L’indivision concerne des droits concurrents : le partage est possible.
Le démembrement concerne des droits complémentaires, usufruit et nue-propriété : le partage n’est pas possible.
Mais il existe des cas plus complexes.
Dans un arrêt du 15 janvier 2025 (pourvoi n°22-24.672), la Cour de cassation a réaffirmé le droit des nus-propriétaires à demander le partage de l'indivision successorale, même en présence d'un usufruitier. Cette décision met en lumière les enjeux juridiques et pratiques liés à la succession et à l'indivision.
Contexte de l'affaire
Un couple marié sous le régime de la communauté réduite aux acquêts avait opté en 2009 pour la communauté universelle, avec une clause d'attribution intégrale au conjoint survivant, à l’exception de certains biens propres.
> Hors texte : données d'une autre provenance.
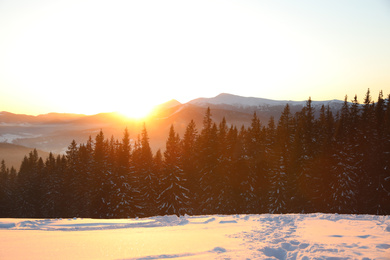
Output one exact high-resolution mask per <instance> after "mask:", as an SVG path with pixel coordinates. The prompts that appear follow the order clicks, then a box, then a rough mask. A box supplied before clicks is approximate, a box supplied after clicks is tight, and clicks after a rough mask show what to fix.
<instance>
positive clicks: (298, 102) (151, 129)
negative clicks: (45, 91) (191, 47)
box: [0, 93, 343, 161]
mask: <svg viewBox="0 0 390 260" xmlns="http://www.w3.org/2000/svg"><path fill="white" fill-rule="evenodd" d="M287 103H288V104H290V110H291V113H292V114H294V113H295V112H297V111H300V110H301V109H302V107H303V106H305V105H306V101H286V100H285V101H281V100H270V99H263V98H254V97H242V96H237V95H231V94H226V93H223V94H220V95H218V96H216V97H213V98H198V99H194V100H192V101H190V102H188V103H185V104H181V103H180V102H178V101H177V100H170V101H168V102H166V103H163V104H161V105H159V106H156V108H155V109H154V110H153V111H152V113H151V115H150V116H149V117H148V118H147V119H145V120H144V121H137V120H132V119H129V118H126V117H124V116H122V115H121V114H119V113H100V114H96V115H90V116H87V115H78V114H59V113H50V114H46V115H39V116H30V115H18V114H12V113H8V112H0V142H6V143H11V144H17V145H22V146H26V147H35V148H37V149H40V150H42V151H47V152H50V151H51V152H53V153H64V152H65V151H66V149H67V147H68V146H69V144H70V143H71V142H72V140H75V141H76V142H77V143H85V142H86V141H87V140H88V137H89V136H91V137H92V138H94V137H95V136H96V134H97V133H98V132H99V131H100V130H103V132H104V134H105V137H106V138H110V137H111V136H114V137H115V138H116V139H121V138H122V135H123V131H124V129H125V128H127V129H128V131H129V133H130V138H131V139H133V141H134V140H136V139H137V137H138V134H139V133H140V132H141V130H142V128H143V126H144V123H145V126H146V128H147V130H148V134H149V137H150V145H151V147H152V149H153V151H157V150H158V149H162V150H164V149H165V142H166V138H167V137H168V132H169V128H170V126H171V125H173V126H174V127H175V131H176V132H177V133H179V135H180V136H181V137H183V135H184V132H185V129H186V127H187V125H188V123H189V122H190V121H191V120H194V122H195V123H196V125H197V127H198V130H200V129H201V128H202V123H203V117H204V115H205V112H206V109H207V107H210V108H211V114H212V119H213V120H214V122H216V123H219V122H220V121H221V120H222V118H224V117H225V119H226V121H227V124H228V125H235V126H237V127H238V128H239V127H241V126H242V125H245V126H249V125H250V122H251V119H252V117H253V113H254V112H256V114H257V116H258V117H259V118H260V120H261V122H262V124H263V125H264V124H267V122H268V120H269V118H270V117H271V116H273V117H274V118H275V120H278V119H279V116H280V114H281V112H282V111H283V109H284V107H285V105H286V104H287ZM312 104H313V106H314V107H315V111H317V113H318V112H319V108H320V106H322V105H325V106H327V105H329V106H330V107H331V108H332V109H333V110H334V111H336V110H338V109H340V108H341V106H342V104H343V102H342V101H339V100H331V101H313V102H312ZM3 155H4V156H5V157H7V156H6V154H4V153H3ZM4 159H6V161H9V160H11V158H10V159H7V158H4ZM21 159H23V156H22V157H21V158H20V160H21ZM12 160H13V159H12Z"/></svg>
À la mort de l'épouse en 2016, le mari a choisi l'usufruit de tous les biens de la succession, laissant la nue-propriété à leurs deux enfants.
En 2021, le fils a demandé l'ouverture des opérations de partage de la succession de sa mère, ce qui a été initialement rejeté par le Tribunal judiciaire de Quimper et la Cour d'appel de Rennes.
Décision de la Cour de cassation
La Cour de cassation a censuré l'arrêt de la Cour d'appel, rappelant que selon l'article 815 du code civil, "nul ne peut être contraint à demeurer dans l'indivision".
Elle a statué que l'indivision entre les nus-propriétaires permettait au fils de demander le partage, malgré l'usufruit détenu par le père.
Enjeux pratiques
La décision est juridiquement logique, mais sa mise en œuvre peut être complexe.
Le partage de la nue-propriété peut nécessiter la création de lots distincts ou le rachat des parts indivises, ce qui peut être difficile à réaliser.
La voie contractuelle, via des conventions entre usufruitiers et nus-propriétaires, pourrait offrir une solution, bien que cela n'ait pas été favorisé dans cette affaire.
D’autres cas peuvent se poser avec des difficultés supplémentaires.
En premier lieu, en cas de remariage, les enfants peuvent se retrouver avec un survivant qui n’est pas leur parent.
Cet arrêt illustre un cas où l’enfant est en conflit avec son parent, donc ce n’est pas systématique.
En second lieu, qu’il y ait remariage, ou pas, lorsque les biens transmis sont la propriété des deux, soit en vertu d’une indivision conventionnelle ou d’une indivision post-communautaire, il peut exister une difficulté non tranchée par cet arrêt.
Dans ce cas, les enfants disposent de la nue-propriété du prédécédé.
Le conjoint survivant est, pour sa part, usufruitier pour la part du prédécédé et plein propriétaire, pour sa part.
En vertu de la solution dégagée par la Cour de cassation, le conjoint survivant se retrouve en indivision avec les enfants et se retrouve soumis au partage, solution qui n’a peut-être pas été anticipée par les notaires et le de cujus.
Conclusion
Cette affaire souligne l'importance de l'anticipation successorale et des éventuels conflits entre héritiers, qu’ils soient issus du couple, ou de précédentes unions.
La décision de la Cour de cassation réaffirme le droit au partage de l'indivision, mais rappelle aussi les défis pratiques de sa mise en œuvre.
La préparation de la transmission de son patrimoine n’écarte pas toutes les difficultés, du fait des complexités du droit successoral, notamment en cas de remariage ou dans l’hypothèse d’un patrimoine composé de biens différents (parts de sociétés, comptes-titres, biens immobiliers…).
La consultation cumulée d’un notaire et d’un avocat peut être utile car leur conseil est complémentaire, en matière d’optimisation et de limitation des contentieux potentiels.